Captions are for deaf and hard-of-hearing viewers. They transcribe all audio: dialogue, plus speaker labels (“[NARRATOR]:”), plus sound effects (“[door slams]”), plus music cues (“[suspenseful music]”). They’re in the same language as the original audio.
Subtitles are for hearing speakers of another language. They transcribe dialogue only (no sound effects, no music cues), in a language different from the original audio.

Streaming services have muddled this by labelling everything “subtitles” or “CC” without distinction.

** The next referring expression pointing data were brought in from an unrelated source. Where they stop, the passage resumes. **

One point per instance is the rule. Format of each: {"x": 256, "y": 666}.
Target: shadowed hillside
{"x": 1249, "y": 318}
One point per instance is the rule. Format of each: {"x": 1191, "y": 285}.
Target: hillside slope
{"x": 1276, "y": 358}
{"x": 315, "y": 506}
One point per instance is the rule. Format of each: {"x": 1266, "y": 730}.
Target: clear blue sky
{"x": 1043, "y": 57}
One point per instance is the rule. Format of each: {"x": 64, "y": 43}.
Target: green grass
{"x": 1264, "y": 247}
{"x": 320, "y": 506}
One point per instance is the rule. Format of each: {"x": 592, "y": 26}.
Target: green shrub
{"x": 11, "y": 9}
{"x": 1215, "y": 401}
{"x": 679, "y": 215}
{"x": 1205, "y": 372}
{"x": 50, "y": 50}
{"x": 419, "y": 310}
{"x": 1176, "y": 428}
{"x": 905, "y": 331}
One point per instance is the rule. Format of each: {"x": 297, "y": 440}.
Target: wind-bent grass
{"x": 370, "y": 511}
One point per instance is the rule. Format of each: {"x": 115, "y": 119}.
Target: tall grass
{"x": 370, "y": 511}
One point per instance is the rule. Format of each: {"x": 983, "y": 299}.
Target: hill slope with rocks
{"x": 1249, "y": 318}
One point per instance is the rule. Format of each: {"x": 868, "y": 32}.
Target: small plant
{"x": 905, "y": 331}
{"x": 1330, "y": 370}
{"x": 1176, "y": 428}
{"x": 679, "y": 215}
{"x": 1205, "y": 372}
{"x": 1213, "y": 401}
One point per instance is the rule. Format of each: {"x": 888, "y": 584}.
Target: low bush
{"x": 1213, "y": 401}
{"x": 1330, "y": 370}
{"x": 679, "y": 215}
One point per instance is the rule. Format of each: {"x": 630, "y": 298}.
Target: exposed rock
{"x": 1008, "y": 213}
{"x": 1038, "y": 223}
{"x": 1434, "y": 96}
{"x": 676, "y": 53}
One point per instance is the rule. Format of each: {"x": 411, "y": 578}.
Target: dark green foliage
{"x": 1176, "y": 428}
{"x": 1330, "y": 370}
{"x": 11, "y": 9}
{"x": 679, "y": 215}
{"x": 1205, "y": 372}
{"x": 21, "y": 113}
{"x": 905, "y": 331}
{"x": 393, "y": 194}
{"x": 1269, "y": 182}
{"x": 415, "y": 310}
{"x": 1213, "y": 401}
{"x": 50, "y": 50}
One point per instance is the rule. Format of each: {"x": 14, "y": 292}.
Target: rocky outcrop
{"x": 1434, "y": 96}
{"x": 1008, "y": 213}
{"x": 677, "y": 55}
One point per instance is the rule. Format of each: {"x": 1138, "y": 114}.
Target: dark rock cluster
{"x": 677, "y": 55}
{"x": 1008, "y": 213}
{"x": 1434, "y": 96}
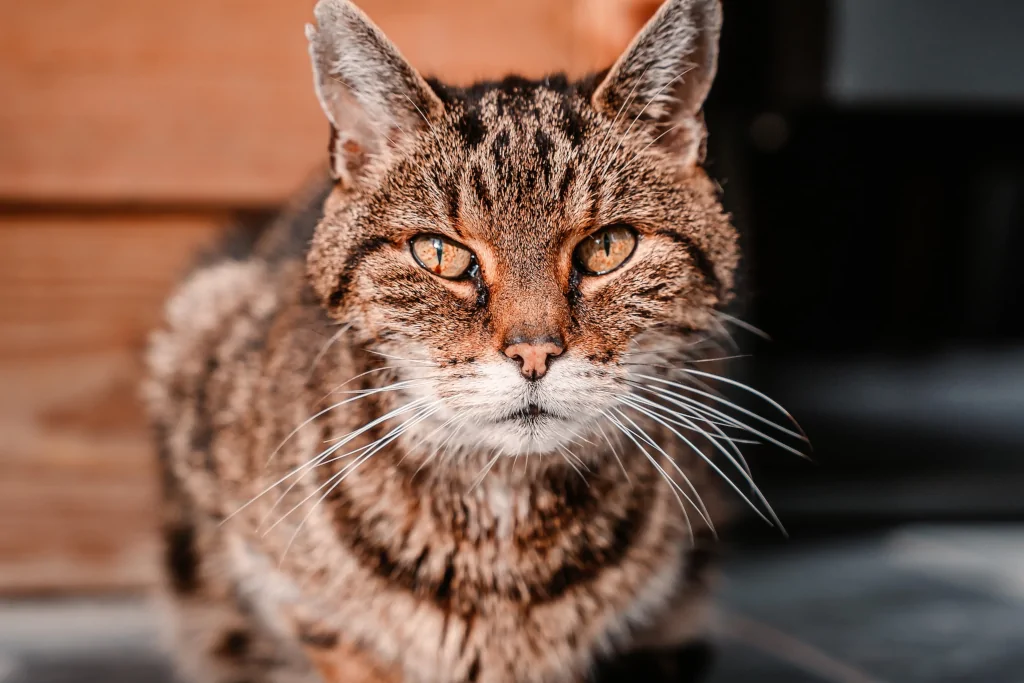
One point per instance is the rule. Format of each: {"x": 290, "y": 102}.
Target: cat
{"x": 435, "y": 425}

For accessibility, what matters is whether the text content is captions-style (includes all meaningful audio) or subtitles-style (dialogue-translation only).

Closed vs open captions

Closed captions are stored as a separate text track that the user can enable or disable. Standard for web video (WebVTT files); standard for broadcast TV (CEA-708).
Open captions are burned into the video pixels themselves and cannot be disabled. Used when no separate caption track is supported (some social-media platforms, some legacy contexts).

WCAG accepts either; closed captions are operationally preferable because they leave the original video unmodified.

What WCAG requires

1.2.2 Captions (Pre-recorded) — Level AA — captions for all pre-recorded audio in synchronised media.
1.2.4 Captions (Live) — Level AA — live captions for live audio content.
1.2.6 Sign Language (Pre-recorded) — Level AAA — sign-language interpretation in addition to captions.

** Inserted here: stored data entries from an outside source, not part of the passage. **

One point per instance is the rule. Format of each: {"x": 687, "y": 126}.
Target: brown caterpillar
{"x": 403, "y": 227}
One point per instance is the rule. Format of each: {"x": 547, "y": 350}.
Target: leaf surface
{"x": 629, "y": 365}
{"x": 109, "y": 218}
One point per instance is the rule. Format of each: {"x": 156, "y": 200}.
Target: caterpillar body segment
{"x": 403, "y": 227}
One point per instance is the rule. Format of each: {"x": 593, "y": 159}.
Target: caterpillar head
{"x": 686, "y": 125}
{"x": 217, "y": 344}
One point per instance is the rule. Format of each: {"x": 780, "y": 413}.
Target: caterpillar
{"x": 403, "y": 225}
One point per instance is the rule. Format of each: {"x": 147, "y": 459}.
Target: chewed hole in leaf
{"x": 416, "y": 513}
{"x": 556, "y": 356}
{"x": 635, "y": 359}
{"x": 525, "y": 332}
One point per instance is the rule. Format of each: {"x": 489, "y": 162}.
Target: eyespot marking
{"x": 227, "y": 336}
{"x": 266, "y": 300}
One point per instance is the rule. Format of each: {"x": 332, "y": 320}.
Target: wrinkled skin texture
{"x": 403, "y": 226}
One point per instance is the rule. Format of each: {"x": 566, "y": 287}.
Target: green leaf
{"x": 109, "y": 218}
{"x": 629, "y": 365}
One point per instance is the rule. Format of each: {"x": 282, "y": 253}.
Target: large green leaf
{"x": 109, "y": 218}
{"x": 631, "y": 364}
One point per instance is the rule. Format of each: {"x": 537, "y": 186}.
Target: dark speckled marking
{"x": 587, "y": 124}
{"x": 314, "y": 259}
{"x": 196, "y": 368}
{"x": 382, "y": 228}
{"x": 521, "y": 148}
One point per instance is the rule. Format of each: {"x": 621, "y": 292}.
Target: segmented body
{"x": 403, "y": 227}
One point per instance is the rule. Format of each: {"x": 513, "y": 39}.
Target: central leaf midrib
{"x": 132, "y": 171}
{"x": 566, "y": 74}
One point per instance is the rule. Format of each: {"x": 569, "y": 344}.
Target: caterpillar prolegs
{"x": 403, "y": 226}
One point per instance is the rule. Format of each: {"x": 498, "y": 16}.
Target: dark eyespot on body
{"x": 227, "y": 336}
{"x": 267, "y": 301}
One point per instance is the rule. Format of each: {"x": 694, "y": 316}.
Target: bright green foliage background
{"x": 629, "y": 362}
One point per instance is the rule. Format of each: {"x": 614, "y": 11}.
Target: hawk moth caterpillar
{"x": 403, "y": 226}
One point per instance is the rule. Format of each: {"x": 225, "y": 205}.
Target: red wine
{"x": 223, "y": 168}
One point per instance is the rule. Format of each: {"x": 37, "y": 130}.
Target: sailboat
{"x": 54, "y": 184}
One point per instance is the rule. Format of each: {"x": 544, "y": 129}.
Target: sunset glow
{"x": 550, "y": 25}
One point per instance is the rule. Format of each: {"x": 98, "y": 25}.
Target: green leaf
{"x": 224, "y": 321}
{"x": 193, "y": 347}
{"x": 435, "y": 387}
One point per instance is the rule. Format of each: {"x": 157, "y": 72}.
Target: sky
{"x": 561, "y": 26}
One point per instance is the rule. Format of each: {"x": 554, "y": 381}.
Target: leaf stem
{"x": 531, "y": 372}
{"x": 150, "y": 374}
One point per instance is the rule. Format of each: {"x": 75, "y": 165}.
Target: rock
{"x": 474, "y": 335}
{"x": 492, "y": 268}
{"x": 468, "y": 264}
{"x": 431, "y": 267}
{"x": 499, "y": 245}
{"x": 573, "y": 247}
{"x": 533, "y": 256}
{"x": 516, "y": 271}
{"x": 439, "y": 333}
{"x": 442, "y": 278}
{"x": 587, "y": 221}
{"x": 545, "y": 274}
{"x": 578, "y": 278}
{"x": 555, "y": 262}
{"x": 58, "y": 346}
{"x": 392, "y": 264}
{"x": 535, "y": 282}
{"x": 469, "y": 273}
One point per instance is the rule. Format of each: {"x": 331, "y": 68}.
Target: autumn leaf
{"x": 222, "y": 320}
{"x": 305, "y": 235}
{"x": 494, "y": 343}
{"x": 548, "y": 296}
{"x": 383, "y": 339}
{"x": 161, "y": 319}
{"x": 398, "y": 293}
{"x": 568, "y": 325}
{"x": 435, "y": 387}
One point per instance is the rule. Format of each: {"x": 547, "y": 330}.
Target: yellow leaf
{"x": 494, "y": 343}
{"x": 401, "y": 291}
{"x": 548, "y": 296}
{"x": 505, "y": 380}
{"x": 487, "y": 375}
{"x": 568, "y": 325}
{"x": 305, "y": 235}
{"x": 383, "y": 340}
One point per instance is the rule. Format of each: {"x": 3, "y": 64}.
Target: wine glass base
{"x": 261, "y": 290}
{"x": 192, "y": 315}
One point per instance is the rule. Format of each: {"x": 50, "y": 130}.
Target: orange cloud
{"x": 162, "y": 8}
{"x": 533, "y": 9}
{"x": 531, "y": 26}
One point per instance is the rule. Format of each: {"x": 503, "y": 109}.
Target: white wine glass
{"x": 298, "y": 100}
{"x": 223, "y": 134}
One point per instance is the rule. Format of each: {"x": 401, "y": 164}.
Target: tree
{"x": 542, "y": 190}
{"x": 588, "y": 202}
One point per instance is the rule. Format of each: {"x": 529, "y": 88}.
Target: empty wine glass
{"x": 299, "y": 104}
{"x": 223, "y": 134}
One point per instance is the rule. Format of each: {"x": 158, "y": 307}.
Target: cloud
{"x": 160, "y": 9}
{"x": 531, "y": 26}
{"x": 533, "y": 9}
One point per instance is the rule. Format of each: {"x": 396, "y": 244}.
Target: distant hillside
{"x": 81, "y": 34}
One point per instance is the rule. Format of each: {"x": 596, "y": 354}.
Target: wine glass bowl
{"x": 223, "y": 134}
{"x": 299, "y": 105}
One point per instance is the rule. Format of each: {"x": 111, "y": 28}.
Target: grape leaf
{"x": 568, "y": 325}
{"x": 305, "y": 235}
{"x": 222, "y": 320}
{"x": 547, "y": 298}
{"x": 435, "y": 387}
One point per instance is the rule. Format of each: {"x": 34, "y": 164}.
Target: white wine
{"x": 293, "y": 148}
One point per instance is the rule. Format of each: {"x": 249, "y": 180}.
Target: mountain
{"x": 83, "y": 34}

WCAG specifically excludes “media alternatives for text” (a video that exists only as a visual alternative to a text article) from the requirement, but those cases are rare.

What goes wrong in production

Auto-generated captions shipped untouched. YouTube and most video platforms generate captions automatically. Accuracy on accented speech, technical vocabulary, or background noise is poor — typically 85-95% word accuracy. Below 99%, captions don’t meet the legal standard. Auto-generated captions are a starting point, not a shipping product.
Missing speaker identification. Two-person dialogue with no labels: deaf viewers can’t tell who’s saying what.
No sound-effect cues. The plot turns on a sound the deaf viewer has no way to know happened.
Bad timing. Captions appearing on screen 2 seconds after the dialogue, or staying up after the speaker has moved on. Timing precision matters.
Low-contrast captions. White text on bright video with no background or shadow. Effectively invisible.

The minimum quality bar is broadcast-standard captions: 99 %+ word accuracy, timed to within ±50 ms, with full speaker ID and sound cues.